Problem class: MILP

## Company Introduction

VIOOH is a leading global digital out of home (OOH) marketplace. Launched in 2018 and with headquarters in London, VIOOH’s platform connects buyers and sellers in a premium marketplace, making OOH easily accessible.

Led by a team of digital OOH and programmatic tech experts, VIOOH is pioneering the transformation of the OOH sector, championing its role in enhancing omni-channel digital campaigns through the use of programmatic capabilities and data. VIOOH currently trades programmatically in 15 markets, with more to follow.

## Problem

VIOOH empowers media owners in the construction of Out of Home marketing campaigns for their clients. Media owners own a large inventory of advertising panels which they want to efficiently manage while satisfying as much as possible the business requirements of their clients.
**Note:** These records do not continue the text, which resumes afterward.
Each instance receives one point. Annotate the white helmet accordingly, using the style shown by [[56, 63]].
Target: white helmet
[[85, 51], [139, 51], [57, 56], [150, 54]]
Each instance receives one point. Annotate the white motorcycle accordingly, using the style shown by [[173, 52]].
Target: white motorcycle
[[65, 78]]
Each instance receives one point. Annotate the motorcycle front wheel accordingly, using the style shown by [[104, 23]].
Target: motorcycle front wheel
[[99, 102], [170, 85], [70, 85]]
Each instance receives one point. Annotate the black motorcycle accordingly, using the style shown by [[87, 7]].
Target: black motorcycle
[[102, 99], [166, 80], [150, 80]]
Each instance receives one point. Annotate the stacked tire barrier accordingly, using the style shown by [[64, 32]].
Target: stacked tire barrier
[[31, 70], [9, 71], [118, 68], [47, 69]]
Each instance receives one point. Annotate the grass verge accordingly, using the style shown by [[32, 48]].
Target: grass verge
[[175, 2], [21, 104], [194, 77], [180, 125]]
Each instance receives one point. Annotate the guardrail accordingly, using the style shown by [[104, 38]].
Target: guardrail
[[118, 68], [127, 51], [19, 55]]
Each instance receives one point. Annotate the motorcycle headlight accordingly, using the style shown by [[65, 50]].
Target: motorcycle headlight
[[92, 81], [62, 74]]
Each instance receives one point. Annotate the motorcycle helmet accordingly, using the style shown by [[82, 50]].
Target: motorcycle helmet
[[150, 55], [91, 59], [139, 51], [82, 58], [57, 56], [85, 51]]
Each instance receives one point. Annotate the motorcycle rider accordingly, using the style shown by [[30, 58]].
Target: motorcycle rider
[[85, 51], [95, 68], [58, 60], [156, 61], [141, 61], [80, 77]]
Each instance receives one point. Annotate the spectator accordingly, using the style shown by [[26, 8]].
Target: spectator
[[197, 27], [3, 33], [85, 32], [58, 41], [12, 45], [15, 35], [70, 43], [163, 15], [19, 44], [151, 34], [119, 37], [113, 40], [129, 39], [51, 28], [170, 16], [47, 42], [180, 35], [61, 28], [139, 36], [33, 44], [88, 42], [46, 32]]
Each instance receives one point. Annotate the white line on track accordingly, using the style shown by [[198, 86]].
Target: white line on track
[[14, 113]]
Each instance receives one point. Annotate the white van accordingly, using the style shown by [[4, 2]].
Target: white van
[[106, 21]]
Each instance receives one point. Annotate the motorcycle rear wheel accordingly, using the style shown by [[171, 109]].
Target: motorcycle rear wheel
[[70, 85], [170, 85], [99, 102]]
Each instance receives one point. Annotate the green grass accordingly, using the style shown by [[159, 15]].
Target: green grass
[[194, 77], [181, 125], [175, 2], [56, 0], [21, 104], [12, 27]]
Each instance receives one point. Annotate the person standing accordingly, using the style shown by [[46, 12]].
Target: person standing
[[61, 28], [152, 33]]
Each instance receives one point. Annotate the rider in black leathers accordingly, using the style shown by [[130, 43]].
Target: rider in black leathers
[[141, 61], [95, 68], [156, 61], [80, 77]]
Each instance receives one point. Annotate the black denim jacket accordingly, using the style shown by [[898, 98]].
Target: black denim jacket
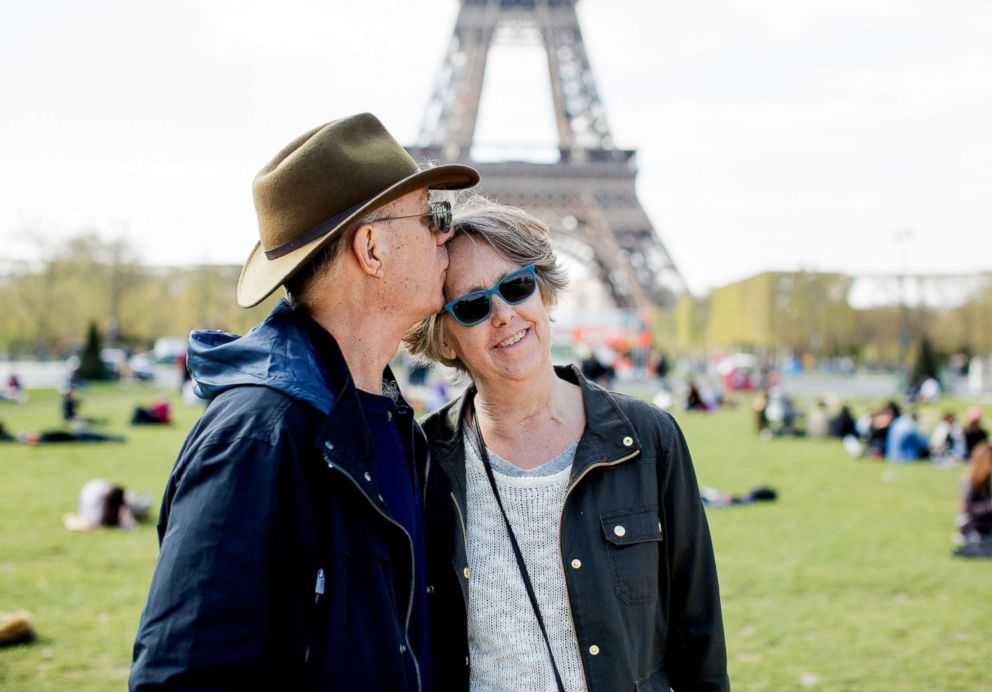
[[644, 599]]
Put simply, the problem to solve is matching a subset of traditional “static” and/or digital panels (inventory) for each new incoming campaign that satisfies the requirements.
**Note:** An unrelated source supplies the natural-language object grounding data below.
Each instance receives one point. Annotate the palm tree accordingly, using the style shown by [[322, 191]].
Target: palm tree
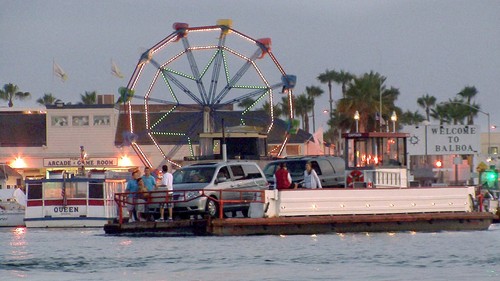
[[88, 98], [468, 93], [344, 78], [440, 113], [303, 105], [427, 102], [457, 110], [11, 92], [313, 92], [327, 77], [364, 95], [47, 98]]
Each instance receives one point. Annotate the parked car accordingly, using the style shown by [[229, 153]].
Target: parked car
[[330, 169], [196, 184]]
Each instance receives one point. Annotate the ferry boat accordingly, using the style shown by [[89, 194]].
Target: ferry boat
[[12, 208], [68, 201], [377, 197]]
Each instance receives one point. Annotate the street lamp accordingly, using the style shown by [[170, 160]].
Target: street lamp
[[356, 118], [394, 118], [485, 113]]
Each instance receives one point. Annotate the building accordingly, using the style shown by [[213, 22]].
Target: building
[[94, 137]]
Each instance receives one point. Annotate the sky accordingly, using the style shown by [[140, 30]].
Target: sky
[[422, 47]]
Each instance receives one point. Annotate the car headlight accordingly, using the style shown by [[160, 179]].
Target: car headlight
[[192, 194]]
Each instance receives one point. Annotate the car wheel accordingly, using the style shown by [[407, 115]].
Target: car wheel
[[212, 207]]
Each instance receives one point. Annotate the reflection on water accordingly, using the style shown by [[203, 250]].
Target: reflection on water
[[63, 254]]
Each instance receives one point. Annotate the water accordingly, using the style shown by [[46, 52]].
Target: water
[[88, 254]]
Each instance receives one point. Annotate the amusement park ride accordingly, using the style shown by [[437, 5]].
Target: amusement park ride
[[204, 69]]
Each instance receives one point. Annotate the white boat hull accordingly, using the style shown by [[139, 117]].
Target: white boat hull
[[66, 222], [369, 201], [11, 218]]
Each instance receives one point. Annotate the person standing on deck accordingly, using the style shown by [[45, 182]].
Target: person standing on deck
[[311, 179], [282, 178], [132, 188], [149, 180], [166, 181]]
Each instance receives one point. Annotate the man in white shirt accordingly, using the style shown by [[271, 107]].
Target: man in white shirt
[[166, 181]]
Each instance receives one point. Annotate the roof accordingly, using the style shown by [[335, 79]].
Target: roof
[[22, 130], [176, 127]]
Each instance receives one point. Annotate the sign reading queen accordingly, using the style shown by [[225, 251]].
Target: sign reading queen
[[443, 140]]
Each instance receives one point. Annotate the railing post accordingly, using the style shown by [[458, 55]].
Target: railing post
[[221, 205]]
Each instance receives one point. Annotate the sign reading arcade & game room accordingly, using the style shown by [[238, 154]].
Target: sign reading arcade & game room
[[76, 162]]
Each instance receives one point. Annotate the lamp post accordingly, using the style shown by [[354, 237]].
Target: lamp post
[[356, 118], [394, 118]]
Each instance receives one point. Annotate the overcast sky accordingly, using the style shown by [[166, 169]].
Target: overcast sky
[[434, 47]]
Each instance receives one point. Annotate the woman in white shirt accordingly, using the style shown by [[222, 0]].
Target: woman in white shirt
[[311, 179]]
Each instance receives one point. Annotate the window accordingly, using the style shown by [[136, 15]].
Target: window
[[101, 120], [96, 190], [35, 191], [252, 172], [59, 121], [80, 121], [52, 190], [493, 150], [238, 173]]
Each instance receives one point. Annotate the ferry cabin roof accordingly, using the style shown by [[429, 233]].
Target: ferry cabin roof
[[375, 150]]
We can see this as a combinatorial problem in mathematics. There are many combinations of panels but we want a selection that best fits the business objectives. Yet it can be very complex to satisfy all the objectives.

For instance, a typical list of requirements could be:

• Campaign broadcast on 100 panels
• Campaign seen by at least 2M people
• Maximal budget: £100K
• Geographical repartition:
• 50% of the panels in London
• 30% in Manchester
• 20% in Bristol
• Proximity targeting: at least 80% of the panels in a radius of 500 meters to a fast food restaurant
• Maximize impacts on the 24-34 years old population

In order to tackle these requirements, the problem is expressed as an optimization program. The requirements are defined either as objectives to maximize or constraints to obey. As media owners continuously simulate campaigns and expect a solution in a few seconds, speed is one of our main challenges.

## Optimization Program

### Objectives

The objectives can either be explicit or implicit in nature.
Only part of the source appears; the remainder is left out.